In [75]:
import pandas as pd
import numpy as np
from sklearn.linear_model import LinearRegression
from sklearn.metrics import mean_squared_error, r2_score

df_hou = pd.read_csv('Housing.csv')

def get_numeric(df):
    return df.select_dtypes(include=[np.number]).columns.tolist()

def fill_missing(df, strat):
    df0 = df.copy()
    for c in get_numeric(df0):
        if strat == 'zero':
            df0[c].fillna(0, inplace=True)
        elif strat == 'mean':
            df0[c].fillna(df0[c].mean(), inplace=True)
        elif strat == 'median':
            df0[c].fillna(df0[c].median(), inplace=True)
    return df0

def minmax_scale(arr):
    return (arr - arr.min()) / (arr.max() - arr.min())

def standard_scale(arr):
    return (arr - arr.mean()) / arr.std()

def scale_df(df, method):
    df0 = df.copy()
    for c in get_numeric(df0):
        if method == 'minmax':
            df0[c] = minmax_scale(df0[c])
        elif method == 'standard':
            df0[c] = standard_scale(df0[c])
    return df0

def remove_outliers(df):
    df0 = df.copy()
    for c in get_numeric(df0):
        Q1, Q3 = df0[c].quantile([0.25, 0.75])
        IQR = Q3 - Q1
        mask = ~((df0[c] < Q1 - 1.5 * IQR) | (df0[c] > Q3 + 1.5 * IQR))
        df0 = df0.loc[mask]
    return df0


def evaluate(df, target_col):
    features = [c for c in get_numeric(df) if c != target_col]
    variants = {}
    for strat in ['zero', 'mean', 'median']:
        filled = fill_missing(df, strat)
        for scale in ['minmax', 'standard']:
            name = f"{strat}_{scale}"
            scaled = scale_df(filled, scale)
            variants[name] = scaled
            variants[name + '_no_out'] = remove_outliers(scaled)
    rows = []
    for name, dfv in variants.items():
        if dfv.shape[0] < 10:
            continue
        X = dfv[features].values
        y = dfv[target_col].values
        m = LinearRegression().fit(X, y)
        ypred = m.predict(X)
        rows.append((name, dfv.shape[0],
                     mean_squared_error(y, ypred),
                     r2_score(y, ypred)))
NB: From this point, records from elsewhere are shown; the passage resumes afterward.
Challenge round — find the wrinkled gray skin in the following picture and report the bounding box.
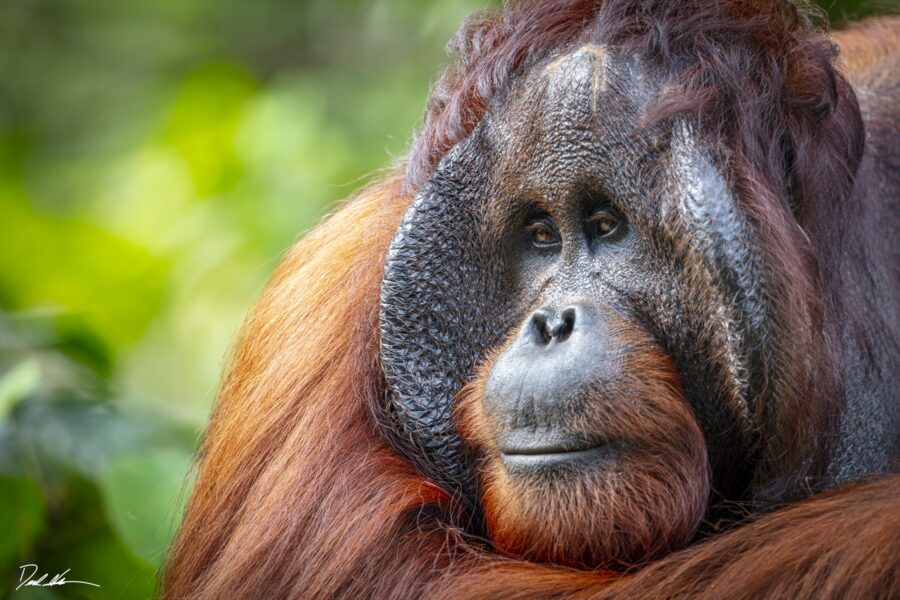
[381,45,892,498]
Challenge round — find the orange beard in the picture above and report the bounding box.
[458,324,709,568]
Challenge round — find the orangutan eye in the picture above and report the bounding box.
[528,220,559,248]
[588,211,620,238]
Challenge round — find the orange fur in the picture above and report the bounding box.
[163,180,900,600]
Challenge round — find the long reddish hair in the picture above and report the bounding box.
[163,0,900,599]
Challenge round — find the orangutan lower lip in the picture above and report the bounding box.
[499,432,613,466]
[500,445,616,472]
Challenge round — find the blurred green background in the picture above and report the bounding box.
[0,0,873,599]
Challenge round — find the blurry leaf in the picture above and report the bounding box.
[37,526,156,600]
[0,359,41,419]
[13,400,194,480]
[0,475,45,586]
[99,450,191,566]
[12,584,60,600]
[0,202,167,345]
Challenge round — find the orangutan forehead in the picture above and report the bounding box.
[484,44,662,199]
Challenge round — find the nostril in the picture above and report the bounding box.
[529,310,553,346]
[527,306,578,346]
[550,306,576,342]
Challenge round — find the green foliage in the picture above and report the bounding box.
[0,0,884,599]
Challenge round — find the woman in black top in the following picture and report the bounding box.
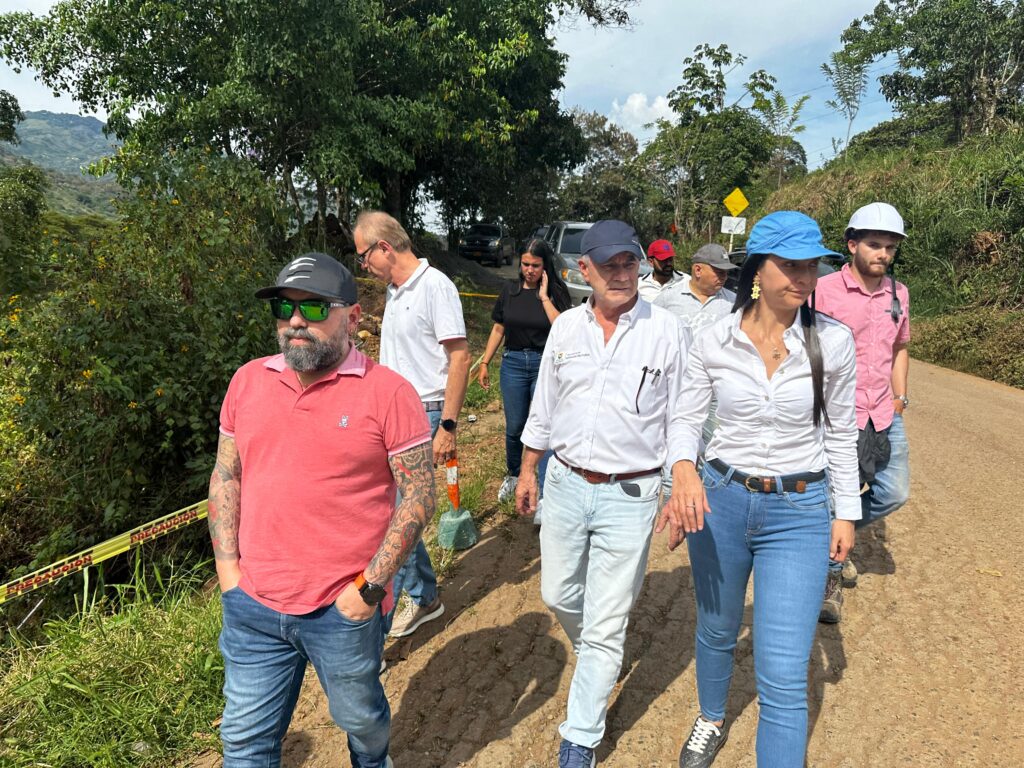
[476,240,571,501]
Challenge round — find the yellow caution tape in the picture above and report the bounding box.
[0,499,206,605]
[355,278,498,299]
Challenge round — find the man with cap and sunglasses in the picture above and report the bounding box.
[637,240,684,302]
[654,243,739,333]
[516,220,690,768]
[209,253,434,768]
[817,203,910,624]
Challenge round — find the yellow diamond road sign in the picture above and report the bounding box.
[722,186,750,216]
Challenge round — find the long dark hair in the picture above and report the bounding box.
[732,253,831,427]
[512,239,572,312]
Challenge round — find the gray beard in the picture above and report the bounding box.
[278,330,344,374]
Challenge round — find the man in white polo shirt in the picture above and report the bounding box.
[352,211,469,637]
[653,243,739,334]
[516,220,690,768]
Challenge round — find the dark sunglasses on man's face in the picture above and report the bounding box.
[270,296,348,323]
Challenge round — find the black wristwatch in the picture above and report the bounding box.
[355,572,387,605]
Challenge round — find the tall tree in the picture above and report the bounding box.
[0,0,630,231]
[821,51,867,153]
[559,111,638,221]
[754,91,810,189]
[843,0,1024,138]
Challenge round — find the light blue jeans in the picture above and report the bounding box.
[828,414,910,570]
[541,458,662,749]
[686,464,831,768]
[857,414,910,528]
[220,587,391,768]
[384,411,441,635]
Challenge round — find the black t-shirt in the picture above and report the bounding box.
[490,280,551,351]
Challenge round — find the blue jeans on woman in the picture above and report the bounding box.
[686,463,831,768]
[500,349,551,487]
[220,587,391,768]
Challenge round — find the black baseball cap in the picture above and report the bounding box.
[580,219,644,264]
[256,253,359,305]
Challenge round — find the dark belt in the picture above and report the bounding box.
[708,459,825,494]
[555,454,662,485]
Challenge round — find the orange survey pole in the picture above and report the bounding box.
[437,459,479,549]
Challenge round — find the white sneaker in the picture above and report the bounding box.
[388,596,444,637]
[498,475,519,504]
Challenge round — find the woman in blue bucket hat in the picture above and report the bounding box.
[664,211,860,768]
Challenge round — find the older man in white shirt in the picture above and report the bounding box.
[516,220,690,768]
[652,243,739,334]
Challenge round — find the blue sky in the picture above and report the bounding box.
[0,0,892,167]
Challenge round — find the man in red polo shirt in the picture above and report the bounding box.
[209,253,434,768]
[814,203,910,624]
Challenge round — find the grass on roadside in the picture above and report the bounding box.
[0,566,223,768]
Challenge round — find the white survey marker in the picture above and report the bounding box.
[722,216,746,234]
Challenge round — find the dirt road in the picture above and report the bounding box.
[193,362,1024,768]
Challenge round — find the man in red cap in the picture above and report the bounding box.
[637,240,683,302]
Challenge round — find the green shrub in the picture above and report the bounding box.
[910,307,1024,388]
[0,152,285,570]
[0,566,223,768]
[765,129,1024,317]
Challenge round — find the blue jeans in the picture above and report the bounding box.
[541,460,659,749]
[684,464,831,768]
[828,414,910,570]
[384,411,441,635]
[220,587,391,768]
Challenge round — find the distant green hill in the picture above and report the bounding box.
[5,112,117,176]
[0,112,121,216]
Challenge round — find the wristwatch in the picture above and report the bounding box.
[355,572,387,605]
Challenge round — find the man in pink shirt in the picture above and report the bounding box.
[209,253,434,768]
[815,203,910,624]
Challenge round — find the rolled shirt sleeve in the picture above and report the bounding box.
[823,331,861,520]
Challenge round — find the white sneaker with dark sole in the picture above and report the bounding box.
[388,597,444,637]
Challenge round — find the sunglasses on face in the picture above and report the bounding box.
[270,296,349,323]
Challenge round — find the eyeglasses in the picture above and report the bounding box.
[270,296,349,323]
[355,242,380,269]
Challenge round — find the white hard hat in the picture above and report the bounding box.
[846,203,906,238]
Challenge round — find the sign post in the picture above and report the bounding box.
[722,186,750,253]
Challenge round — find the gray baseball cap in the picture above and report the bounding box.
[580,219,644,264]
[693,243,739,270]
[256,253,359,304]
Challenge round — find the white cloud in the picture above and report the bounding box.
[608,92,672,143]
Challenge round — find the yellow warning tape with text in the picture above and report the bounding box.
[355,278,498,299]
[0,499,206,605]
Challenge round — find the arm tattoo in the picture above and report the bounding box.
[366,442,434,584]
[207,434,242,560]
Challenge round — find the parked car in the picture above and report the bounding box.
[545,221,651,304]
[725,248,843,293]
[459,224,515,266]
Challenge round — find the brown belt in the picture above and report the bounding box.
[555,454,662,485]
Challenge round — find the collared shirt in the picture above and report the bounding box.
[637,269,686,303]
[669,312,860,520]
[521,299,690,474]
[654,274,736,335]
[814,264,910,429]
[220,348,430,615]
[380,259,466,402]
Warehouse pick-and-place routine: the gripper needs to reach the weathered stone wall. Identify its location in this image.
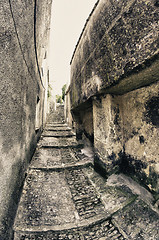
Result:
[0,0,51,240]
[67,0,159,192]
[71,0,159,107]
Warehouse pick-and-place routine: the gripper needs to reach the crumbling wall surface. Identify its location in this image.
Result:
[121,83,159,193]
[0,0,51,240]
[71,0,159,107]
[70,0,159,195]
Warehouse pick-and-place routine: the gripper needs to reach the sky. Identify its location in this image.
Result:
[50,0,97,95]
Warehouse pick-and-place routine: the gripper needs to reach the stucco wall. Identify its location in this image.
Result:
[67,0,159,195]
[0,0,51,240]
[70,0,159,107]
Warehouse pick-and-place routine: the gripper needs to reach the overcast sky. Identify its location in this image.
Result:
[50,0,97,94]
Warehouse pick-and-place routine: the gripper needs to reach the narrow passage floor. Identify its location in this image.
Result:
[14,106,159,240]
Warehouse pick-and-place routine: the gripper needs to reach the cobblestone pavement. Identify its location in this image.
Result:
[14,106,159,240]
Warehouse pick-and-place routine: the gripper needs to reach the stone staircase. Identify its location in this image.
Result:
[14,105,159,240]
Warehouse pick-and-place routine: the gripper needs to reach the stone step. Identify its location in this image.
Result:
[13,106,159,240]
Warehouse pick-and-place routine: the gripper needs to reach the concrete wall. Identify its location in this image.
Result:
[0,0,51,240]
[66,0,159,195]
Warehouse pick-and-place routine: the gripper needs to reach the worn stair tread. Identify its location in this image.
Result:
[42,130,75,138]
[14,169,107,231]
[113,199,159,240]
[30,148,93,169]
[14,220,125,240]
[37,137,83,148]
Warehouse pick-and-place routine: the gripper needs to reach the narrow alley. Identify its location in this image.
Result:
[14,105,159,240]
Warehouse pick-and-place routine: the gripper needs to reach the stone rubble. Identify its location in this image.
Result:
[14,106,159,240]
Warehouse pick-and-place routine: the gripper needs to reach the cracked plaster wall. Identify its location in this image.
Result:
[69,0,159,192]
[0,0,51,240]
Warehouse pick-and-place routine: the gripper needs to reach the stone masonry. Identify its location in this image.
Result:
[13,106,159,240]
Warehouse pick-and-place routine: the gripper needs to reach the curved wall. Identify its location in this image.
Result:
[0,0,51,239]
[67,0,159,196]
[70,0,159,108]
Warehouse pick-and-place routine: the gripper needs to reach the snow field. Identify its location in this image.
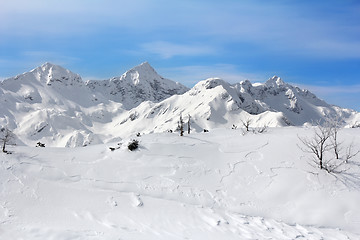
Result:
[0,127,360,240]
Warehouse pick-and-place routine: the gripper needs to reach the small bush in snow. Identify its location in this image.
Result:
[299,119,360,173]
[0,127,15,154]
[128,140,139,151]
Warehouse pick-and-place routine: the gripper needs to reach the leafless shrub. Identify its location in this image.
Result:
[299,119,359,173]
[0,127,15,153]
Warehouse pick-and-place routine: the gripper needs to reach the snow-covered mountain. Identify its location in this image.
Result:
[111,76,359,137]
[0,62,360,147]
[86,62,188,110]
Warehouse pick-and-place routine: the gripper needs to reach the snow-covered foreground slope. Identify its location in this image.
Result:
[0,127,360,240]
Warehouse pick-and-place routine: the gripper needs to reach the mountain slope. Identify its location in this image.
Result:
[0,62,360,147]
[86,62,188,110]
[0,63,186,147]
[110,77,357,135]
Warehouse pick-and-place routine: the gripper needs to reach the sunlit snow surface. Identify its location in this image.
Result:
[0,127,360,240]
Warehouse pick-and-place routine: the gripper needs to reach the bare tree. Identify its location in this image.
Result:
[240,117,252,132]
[0,127,15,153]
[299,125,331,169]
[188,114,191,134]
[299,119,359,173]
[178,115,184,136]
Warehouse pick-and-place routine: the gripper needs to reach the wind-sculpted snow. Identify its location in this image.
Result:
[0,127,360,240]
[0,62,360,147]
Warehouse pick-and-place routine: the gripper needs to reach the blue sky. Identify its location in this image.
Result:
[0,0,360,111]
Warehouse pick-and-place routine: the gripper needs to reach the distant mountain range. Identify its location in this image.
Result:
[0,62,360,147]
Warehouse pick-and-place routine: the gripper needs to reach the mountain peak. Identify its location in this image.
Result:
[265,75,286,88]
[30,62,82,85]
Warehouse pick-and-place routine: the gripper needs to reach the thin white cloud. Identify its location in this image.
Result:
[0,0,360,58]
[158,64,268,87]
[141,41,218,59]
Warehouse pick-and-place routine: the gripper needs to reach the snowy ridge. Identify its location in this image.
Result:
[87,62,188,110]
[0,62,360,147]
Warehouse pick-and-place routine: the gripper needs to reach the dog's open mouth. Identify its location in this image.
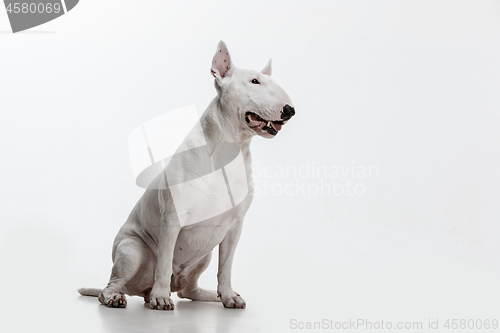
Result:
[245,111,287,135]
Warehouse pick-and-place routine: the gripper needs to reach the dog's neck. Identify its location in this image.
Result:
[200,97,253,150]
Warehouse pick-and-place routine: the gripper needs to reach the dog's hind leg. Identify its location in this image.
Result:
[99,238,146,308]
[177,252,220,302]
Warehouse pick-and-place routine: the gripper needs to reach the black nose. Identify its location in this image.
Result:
[281,104,295,120]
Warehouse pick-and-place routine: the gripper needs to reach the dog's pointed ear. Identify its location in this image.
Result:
[211,41,233,82]
[260,59,273,76]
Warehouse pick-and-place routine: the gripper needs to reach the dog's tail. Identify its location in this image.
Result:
[78,288,102,297]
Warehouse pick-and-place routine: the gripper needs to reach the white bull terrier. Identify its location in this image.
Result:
[78,41,295,310]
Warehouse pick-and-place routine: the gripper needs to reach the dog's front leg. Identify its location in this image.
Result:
[217,219,246,309]
[149,216,181,310]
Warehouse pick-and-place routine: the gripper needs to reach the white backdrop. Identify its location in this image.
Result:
[0,0,500,332]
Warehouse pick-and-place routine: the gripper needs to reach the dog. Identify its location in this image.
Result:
[78,41,295,310]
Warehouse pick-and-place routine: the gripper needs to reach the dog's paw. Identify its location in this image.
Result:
[220,293,247,309]
[99,290,127,308]
[149,294,174,310]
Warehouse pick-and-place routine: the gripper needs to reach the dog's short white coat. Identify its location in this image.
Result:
[79,41,292,310]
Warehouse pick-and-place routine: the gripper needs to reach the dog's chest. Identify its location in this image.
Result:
[166,143,251,227]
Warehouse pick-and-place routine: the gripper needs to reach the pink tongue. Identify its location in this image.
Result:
[271,121,283,131]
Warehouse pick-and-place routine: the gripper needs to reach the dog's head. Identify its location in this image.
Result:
[211,41,295,138]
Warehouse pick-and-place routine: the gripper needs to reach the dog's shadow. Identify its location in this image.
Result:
[80,297,247,333]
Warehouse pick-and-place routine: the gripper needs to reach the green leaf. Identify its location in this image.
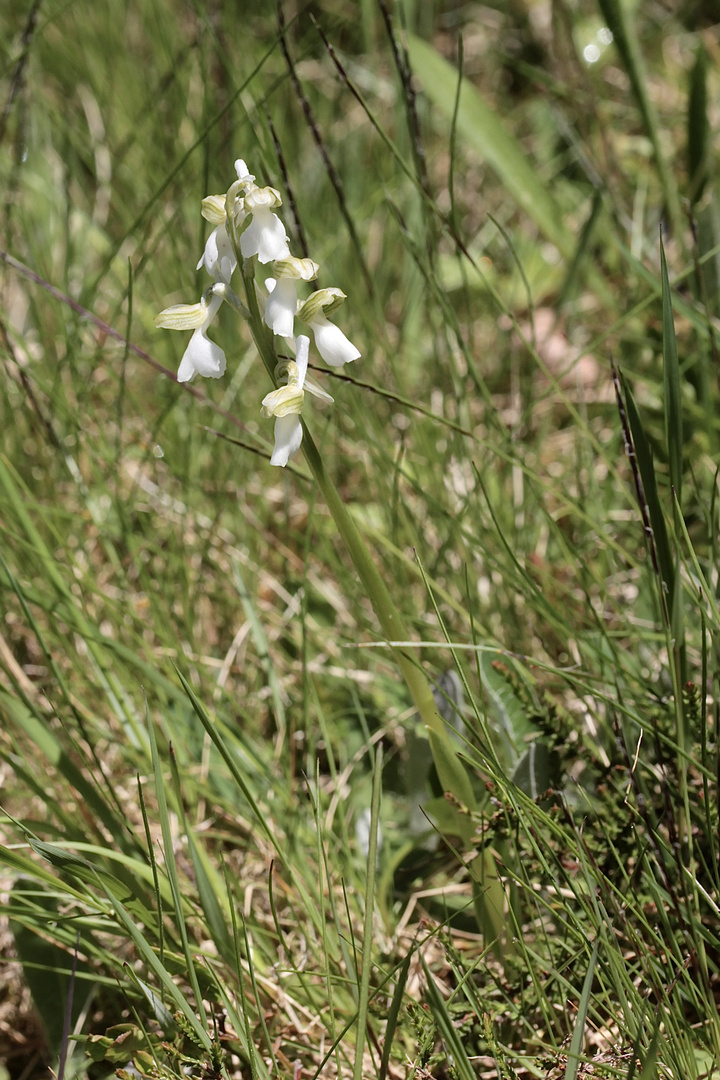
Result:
[599,0,682,233]
[565,939,600,1080]
[688,42,710,203]
[621,376,675,612]
[10,879,90,1055]
[408,35,575,258]
[660,237,682,505]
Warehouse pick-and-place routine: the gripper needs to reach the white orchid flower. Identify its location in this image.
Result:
[154,285,226,382]
[298,288,361,367]
[262,255,320,337]
[240,180,289,262]
[195,225,237,285]
[262,334,332,465]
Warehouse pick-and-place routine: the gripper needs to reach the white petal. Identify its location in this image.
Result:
[196,225,237,285]
[240,206,289,262]
[310,313,359,367]
[263,278,298,337]
[270,414,302,465]
[177,326,226,382]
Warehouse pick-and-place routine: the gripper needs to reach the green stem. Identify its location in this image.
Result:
[233,230,475,841]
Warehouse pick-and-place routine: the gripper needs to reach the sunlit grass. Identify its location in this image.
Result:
[0,0,720,1080]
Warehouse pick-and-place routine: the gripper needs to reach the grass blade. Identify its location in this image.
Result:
[408,35,574,258]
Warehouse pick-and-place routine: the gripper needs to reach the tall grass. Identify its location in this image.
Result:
[0,0,720,1080]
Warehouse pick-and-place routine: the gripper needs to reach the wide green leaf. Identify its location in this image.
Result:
[408,36,574,258]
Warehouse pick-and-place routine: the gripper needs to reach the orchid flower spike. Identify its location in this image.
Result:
[298,288,359,367]
[154,284,226,382]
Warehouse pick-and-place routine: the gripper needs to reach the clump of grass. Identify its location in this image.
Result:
[0,2,720,1080]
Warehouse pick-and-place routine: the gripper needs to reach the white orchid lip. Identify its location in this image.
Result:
[272,255,320,281]
[153,300,207,330]
[201,195,226,225]
[298,288,347,326]
[262,334,310,467]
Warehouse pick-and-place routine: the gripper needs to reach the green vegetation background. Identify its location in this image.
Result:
[0,0,720,1080]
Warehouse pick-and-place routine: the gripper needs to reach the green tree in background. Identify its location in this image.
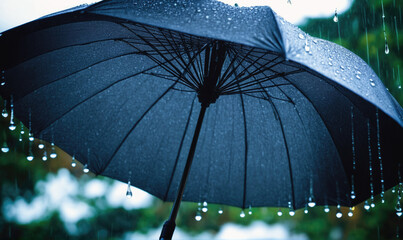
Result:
[0,0,403,240]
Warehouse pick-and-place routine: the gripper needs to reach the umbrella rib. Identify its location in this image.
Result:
[259,83,296,209]
[162,97,196,201]
[230,55,295,209]
[122,25,202,89]
[13,52,159,99]
[239,85,248,209]
[96,79,179,175]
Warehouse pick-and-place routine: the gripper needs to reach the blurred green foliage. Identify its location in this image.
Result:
[0,0,403,240]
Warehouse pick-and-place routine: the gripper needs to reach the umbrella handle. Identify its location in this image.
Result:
[160,104,207,240]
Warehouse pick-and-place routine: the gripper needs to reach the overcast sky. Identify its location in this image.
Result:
[0,0,353,32]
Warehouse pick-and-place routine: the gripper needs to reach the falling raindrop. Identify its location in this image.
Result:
[42,150,48,161]
[364,200,371,211]
[347,207,354,217]
[385,41,390,54]
[1,141,10,153]
[71,155,77,167]
[367,119,375,204]
[83,164,90,173]
[202,201,208,212]
[239,210,245,218]
[8,96,17,131]
[378,109,385,203]
[1,100,8,118]
[336,204,343,218]
[126,181,133,198]
[0,70,6,86]
[350,107,355,199]
[304,38,311,52]
[333,8,339,22]
[308,195,316,207]
[195,209,202,222]
[304,205,309,214]
[49,142,57,159]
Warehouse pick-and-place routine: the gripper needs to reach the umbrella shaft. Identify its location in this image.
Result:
[160,104,207,240]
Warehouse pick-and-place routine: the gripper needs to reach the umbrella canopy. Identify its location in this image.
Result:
[0,0,403,237]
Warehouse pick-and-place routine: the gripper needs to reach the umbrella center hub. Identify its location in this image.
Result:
[197,41,227,107]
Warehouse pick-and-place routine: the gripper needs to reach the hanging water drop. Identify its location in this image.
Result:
[1,100,8,118]
[333,8,339,22]
[202,201,208,212]
[351,190,355,199]
[27,152,34,162]
[304,38,311,52]
[385,39,390,54]
[49,142,57,159]
[304,205,309,214]
[308,195,316,207]
[248,205,252,215]
[8,96,17,131]
[288,202,295,217]
[239,210,245,218]
[347,207,354,217]
[83,164,90,173]
[71,155,77,167]
[195,209,202,222]
[336,204,343,218]
[1,142,10,153]
[42,150,48,162]
[364,200,371,211]
[126,181,133,198]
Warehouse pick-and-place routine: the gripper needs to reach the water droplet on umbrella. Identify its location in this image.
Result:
[1,142,10,153]
[336,204,343,218]
[239,210,245,218]
[83,164,90,173]
[333,9,339,22]
[277,208,283,217]
[347,207,354,217]
[126,181,133,198]
[195,209,202,222]
[364,200,371,211]
[71,156,77,167]
[202,201,208,212]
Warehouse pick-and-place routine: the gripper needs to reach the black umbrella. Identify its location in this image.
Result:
[0,0,403,239]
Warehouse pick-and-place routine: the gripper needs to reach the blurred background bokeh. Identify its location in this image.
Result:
[0,0,403,240]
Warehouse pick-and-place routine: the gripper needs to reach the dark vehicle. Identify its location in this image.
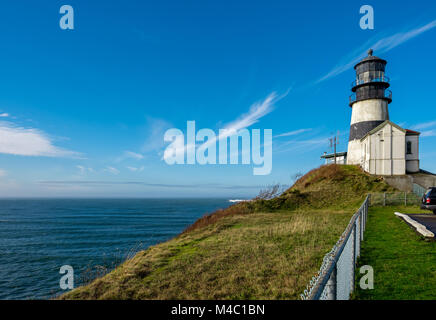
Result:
[421,187,436,214]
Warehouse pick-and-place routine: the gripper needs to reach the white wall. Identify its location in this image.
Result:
[351,99,389,124]
[361,123,406,175]
[405,135,419,172]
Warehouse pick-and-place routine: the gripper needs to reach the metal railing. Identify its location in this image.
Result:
[349,90,392,104]
[351,75,391,88]
[371,192,421,206]
[301,195,371,300]
[413,183,427,198]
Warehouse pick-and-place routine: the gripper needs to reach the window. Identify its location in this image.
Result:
[406,141,412,154]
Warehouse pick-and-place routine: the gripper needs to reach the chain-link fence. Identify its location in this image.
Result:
[371,192,421,206]
[301,195,371,300]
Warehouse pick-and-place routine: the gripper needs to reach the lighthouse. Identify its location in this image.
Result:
[321,49,420,176]
[347,49,392,164]
[340,49,420,176]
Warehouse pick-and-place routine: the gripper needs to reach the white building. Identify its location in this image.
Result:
[347,50,419,176]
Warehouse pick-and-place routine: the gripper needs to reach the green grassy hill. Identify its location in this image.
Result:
[61,165,394,299]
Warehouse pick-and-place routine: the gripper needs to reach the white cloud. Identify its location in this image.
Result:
[411,121,436,130]
[421,130,436,137]
[274,128,312,138]
[0,122,79,158]
[315,20,436,83]
[76,166,86,174]
[103,166,120,175]
[126,166,144,172]
[141,117,173,153]
[124,151,144,160]
[76,165,95,175]
[161,91,289,160]
[115,151,144,162]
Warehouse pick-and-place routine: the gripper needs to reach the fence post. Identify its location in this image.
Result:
[351,219,357,292]
[326,262,338,300]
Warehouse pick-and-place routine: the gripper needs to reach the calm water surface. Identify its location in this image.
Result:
[0,199,229,299]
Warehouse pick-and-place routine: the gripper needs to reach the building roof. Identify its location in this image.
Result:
[321,152,347,159]
[360,120,407,141]
[406,129,421,136]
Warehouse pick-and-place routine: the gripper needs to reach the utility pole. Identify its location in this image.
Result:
[329,131,339,164]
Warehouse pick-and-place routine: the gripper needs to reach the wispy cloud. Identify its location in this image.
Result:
[126,166,145,172]
[162,90,289,160]
[274,128,312,138]
[421,130,436,137]
[411,120,436,130]
[0,122,80,158]
[141,117,173,154]
[103,166,120,175]
[38,180,265,189]
[115,151,144,162]
[315,20,436,83]
[76,165,95,175]
[410,120,436,137]
[274,137,328,154]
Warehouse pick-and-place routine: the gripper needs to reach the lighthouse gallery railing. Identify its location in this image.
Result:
[301,195,370,300]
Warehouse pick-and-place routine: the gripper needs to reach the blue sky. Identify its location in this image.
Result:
[0,0,436,198]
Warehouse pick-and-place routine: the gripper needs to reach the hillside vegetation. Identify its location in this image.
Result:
[61,165,394,299]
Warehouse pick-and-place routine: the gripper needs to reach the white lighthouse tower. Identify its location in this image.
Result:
[344,50,420,176]
[347,49,392,165]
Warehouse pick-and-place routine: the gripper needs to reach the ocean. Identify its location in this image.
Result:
[0,199,230,299]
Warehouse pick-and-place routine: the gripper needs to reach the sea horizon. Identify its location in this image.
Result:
[0,198,232,299]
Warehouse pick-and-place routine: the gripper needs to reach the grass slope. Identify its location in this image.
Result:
[355,207,436,300]
[61,165,398,299]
    return pd.DataFrame(rows, columns=['Variant','N','MSE','R2']) \
             .sort_values('R2', ascending=False) \
             .reset_index(drop=True)

target_col = 'price'   
housing_results = evaluate(df_hou, target_col)
print("Housing preprocessing results:")
print(housing_results.to_string(index=False))


Housing preprocessing results:
               Variant   N      MSE       R2
           zero_minmax 545 0.011477 0.561583
         zero_standard 545 0.437613 0.561583
           mean_minmax 545 0.011477 0.561583
         mean_standard 545 0.437613 0.561583
         median_minmax 545 0.011477 0.561583
       median_standard 545 0.437613 0.561583
    zero_minmax_no_out 365 0.007382 0.365161
  zero_standard_no_out 365 0.281477 0.365161
    mean_minmax_no_out 365 0.007382 0.365161
  mean_standard_no_out 365 0.281477 0.365161
  median_minmax_no_out 365 0.007382 0.365161
median_standard_no_out 365 0.281477 0.365161


In [76]:

df_hou = pd.read_csv('Housing.csv')

numeric_cols = df_hou.select_dtypes(include=[np.number]).columns.tolist()

outlier_counts = pd.DataFrame(columns=['Column', 'Outlier_Count'])

for col in numeric_cols:
    Q1 = df_hou[col].quantile(0.25)
    Q3 = df_hou[col].quantile(0.75)
    IQR = Q3 - Q1
    lower_bound = Q1 - 1.5 * IQR
    upper_bound = Q3 + 1.5 * IQR
    outlier_mask = (df_hou[col] < lower_bound) | (df_hou[col] > upper_bound)
    count = outlier_mask.sum()
    outlier_counts = outlier_counts.append({
        'Column': col,
        'Outlier_Count': count
    }, ignore_index=True)

outlier_counts.sort_values('Outlier_Count', ascending=False, inplace=True)

print("Outlier count by column:")
print(outlier_counts.to_string(index=False))


Outlier count by column:
   Column Outlier_Count
  stories            41
    price            15
     area            12
 bedrooms            12
  parking            12
bathrooms             1


  outlier_counts = outlier_counts.append({
  outlier_counts = outlier_counts.append({
  outlier_counts = outlier_counts.append({
  outlier_counts = outlier_counts.append({
  outlier_counts = outlier_counts.append({
  outlier_counts = outlier_counts.append({